I will be working with two scholars in the Netherlands, one an ecologist and seasoned modeller, the other an expert in foresight studies and scenario building. It is not by chance that I looked to the Netherlands for expertise: because of its geography with large parts of the country below sea level, the Netherlands have a long tradition of engineering their environment, and a strong belief in engineerability, which comes with a focus on preparing for the future. I want to find out how modelling relates to confidence in engineerability, and what the implications are of a worldview framed by a belief in engineerability.
Because of the uncertainties inherent in nuclear decommissioning, areas of decommissioning provide conceptually and experientially rich settings to come up with templates for modelling (including scenario building, simulations, and ecosystem modelling), a planned outcome of the project that we want to achieve through collaborative workshops with local discussion partners. Our aim is to design models for future making that broaden out from human-centred concerns and bridge short-term conventional economic and long-term ecosystemic interests.
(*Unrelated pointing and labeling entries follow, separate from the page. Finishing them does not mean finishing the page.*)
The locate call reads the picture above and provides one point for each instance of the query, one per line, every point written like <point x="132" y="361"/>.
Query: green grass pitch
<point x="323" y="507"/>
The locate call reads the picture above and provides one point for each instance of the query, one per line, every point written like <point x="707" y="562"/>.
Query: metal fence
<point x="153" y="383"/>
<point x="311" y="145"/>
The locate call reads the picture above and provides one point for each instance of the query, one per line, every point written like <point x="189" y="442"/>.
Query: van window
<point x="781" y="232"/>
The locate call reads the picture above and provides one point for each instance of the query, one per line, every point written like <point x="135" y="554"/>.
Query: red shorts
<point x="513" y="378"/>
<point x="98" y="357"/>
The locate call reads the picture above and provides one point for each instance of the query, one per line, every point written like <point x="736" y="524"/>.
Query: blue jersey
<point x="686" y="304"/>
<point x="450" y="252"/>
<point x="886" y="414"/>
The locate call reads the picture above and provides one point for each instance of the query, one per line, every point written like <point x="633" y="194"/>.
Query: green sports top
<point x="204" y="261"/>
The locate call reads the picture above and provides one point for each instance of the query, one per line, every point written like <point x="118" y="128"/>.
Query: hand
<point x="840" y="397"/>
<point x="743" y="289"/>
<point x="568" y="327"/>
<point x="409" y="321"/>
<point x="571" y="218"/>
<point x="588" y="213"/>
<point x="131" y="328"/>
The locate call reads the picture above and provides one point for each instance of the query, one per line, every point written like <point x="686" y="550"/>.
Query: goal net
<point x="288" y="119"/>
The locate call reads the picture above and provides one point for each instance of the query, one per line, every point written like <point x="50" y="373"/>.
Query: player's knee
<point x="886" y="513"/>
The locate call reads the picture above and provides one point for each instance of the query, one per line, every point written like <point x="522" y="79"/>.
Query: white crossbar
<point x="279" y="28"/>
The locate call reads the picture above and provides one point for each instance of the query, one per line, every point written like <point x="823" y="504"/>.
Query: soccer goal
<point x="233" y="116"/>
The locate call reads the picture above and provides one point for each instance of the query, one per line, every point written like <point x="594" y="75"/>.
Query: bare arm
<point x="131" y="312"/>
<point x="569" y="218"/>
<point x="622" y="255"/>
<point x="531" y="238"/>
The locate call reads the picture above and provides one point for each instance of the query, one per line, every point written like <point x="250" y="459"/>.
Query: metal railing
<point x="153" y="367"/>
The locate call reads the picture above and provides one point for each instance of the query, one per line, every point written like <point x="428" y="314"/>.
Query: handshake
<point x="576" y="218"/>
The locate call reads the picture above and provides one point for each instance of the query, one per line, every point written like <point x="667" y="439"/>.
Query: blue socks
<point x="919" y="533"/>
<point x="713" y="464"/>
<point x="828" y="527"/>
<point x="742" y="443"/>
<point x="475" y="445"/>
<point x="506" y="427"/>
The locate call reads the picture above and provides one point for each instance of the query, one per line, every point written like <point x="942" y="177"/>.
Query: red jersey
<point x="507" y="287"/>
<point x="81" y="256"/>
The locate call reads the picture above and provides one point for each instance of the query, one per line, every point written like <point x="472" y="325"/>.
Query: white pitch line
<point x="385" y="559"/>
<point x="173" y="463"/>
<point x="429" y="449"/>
I am particularly interested in practices of modelling because these are forms of mimesis, a theme I have worked on before in very different settings. Mimesis is not simply about imitating; it is an epistemic practice of mirroring and reflecting knowns and unknowns, which is essentially transformative and thus particularly appropriate for future making. Through acting out, contrasting and comparing, mimesis allows for change. This is exactly what happens in modelling. It moves backwards and forwards in time in order to yield scenarios for futures. These are never ‘representative’ of real worlds; instead, they are full of unknowns and uncertainties, and of possibilities to open up imaginative thinking. I want to gain deeper insights into mimesis as a human practice of acquiring knowledge and I hope to find out to what extent modelling, as an experimental tool in workshop settings, can embrace uncertainty as an opportunity for output rather than construe it as a problem of input.
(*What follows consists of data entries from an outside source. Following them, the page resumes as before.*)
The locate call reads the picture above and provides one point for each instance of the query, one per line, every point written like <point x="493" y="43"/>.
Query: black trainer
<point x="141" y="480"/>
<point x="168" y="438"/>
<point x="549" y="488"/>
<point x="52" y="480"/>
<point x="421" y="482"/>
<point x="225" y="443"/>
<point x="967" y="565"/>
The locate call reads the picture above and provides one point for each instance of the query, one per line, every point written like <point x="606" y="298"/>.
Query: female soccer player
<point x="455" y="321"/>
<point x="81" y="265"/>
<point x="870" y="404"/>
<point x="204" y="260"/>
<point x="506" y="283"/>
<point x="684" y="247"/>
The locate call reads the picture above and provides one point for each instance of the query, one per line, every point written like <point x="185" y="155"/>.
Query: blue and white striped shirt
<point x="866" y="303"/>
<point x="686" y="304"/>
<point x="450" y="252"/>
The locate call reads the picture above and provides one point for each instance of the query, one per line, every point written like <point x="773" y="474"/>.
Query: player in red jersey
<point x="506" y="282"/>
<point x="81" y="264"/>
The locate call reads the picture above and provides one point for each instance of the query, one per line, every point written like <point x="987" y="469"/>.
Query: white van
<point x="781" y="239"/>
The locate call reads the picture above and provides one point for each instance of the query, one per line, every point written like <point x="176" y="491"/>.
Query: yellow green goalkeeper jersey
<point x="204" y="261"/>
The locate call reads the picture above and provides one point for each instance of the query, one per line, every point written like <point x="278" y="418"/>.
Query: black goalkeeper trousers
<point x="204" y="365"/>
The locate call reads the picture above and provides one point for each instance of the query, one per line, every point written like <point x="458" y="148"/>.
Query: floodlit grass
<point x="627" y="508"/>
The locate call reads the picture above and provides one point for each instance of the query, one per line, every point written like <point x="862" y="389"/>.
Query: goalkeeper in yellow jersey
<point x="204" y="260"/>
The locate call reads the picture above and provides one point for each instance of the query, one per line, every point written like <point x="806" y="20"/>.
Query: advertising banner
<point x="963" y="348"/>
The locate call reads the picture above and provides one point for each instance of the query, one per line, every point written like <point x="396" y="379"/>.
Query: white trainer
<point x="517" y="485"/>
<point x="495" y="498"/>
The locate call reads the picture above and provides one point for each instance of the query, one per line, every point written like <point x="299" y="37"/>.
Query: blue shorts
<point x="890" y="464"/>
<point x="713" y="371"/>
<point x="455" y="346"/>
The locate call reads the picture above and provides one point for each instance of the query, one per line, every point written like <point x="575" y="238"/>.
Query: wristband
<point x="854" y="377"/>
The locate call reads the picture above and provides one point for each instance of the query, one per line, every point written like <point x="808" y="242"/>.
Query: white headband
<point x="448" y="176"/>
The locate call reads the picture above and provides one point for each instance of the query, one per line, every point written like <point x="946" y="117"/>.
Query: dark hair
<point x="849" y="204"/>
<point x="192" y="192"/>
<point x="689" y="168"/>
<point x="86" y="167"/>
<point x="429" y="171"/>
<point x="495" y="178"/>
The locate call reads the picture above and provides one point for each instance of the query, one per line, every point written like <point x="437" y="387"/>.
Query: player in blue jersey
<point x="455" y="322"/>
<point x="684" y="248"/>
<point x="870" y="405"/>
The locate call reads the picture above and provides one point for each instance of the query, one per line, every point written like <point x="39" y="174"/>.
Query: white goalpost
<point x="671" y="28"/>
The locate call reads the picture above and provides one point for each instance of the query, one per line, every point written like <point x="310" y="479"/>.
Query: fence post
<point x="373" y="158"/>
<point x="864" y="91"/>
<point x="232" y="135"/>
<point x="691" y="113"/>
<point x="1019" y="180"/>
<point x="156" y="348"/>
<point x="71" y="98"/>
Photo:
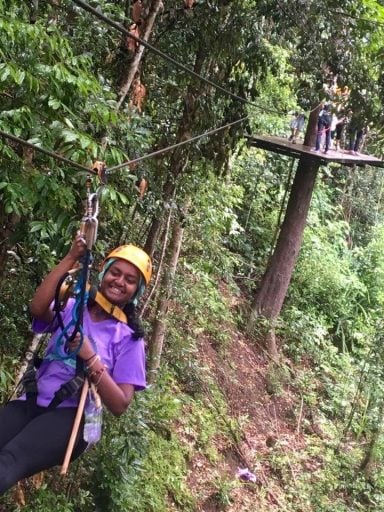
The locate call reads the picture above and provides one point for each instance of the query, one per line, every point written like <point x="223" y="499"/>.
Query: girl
<point x="35" y="429"/>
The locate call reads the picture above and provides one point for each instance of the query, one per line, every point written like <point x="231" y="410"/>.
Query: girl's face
<point x="120" y="282"/>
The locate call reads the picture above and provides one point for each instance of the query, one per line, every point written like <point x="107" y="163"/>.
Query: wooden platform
<point x="284" y="147"/>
Decommissioning and nuclear waste management require fundamental decisions about caring for wastes, living organisms, and landscapes. Part of the decommissioning process is ‘environmental remediation’, a technical term, and a euphemism, pertaining to the (contested) extent to which a contaminated site is cleaned up (please see my mini-lecture on this topic). Would it be possible to turn corporate ‘environmental remediation’ into a societal ideal sparking ecocentric initiatives, with the nuclear decommissioning industry broadening its scope to prepare and care for different futures?
In this project, areas of nuclear decommissioning are conceived of as conceptual playgrounds, opening up spaces to imagine future lifeworlds. The Russian invasion of Ukraine chillingly shows how nuclear facilities, be they active or decommissioned power plants, can become battlegrounds quite literally filled with potential for anguish and destruction beyond our wildest imagination. This reminds us of the terrible responsibilities, and impotencies, that come with trying to control nuclear power, nuclear materials, or nuclear waste. Not to speak of the deeply chilling threat of nuclear weapons. Remember the ‘nuclear deterrent’? There’s yet another euphemism for you.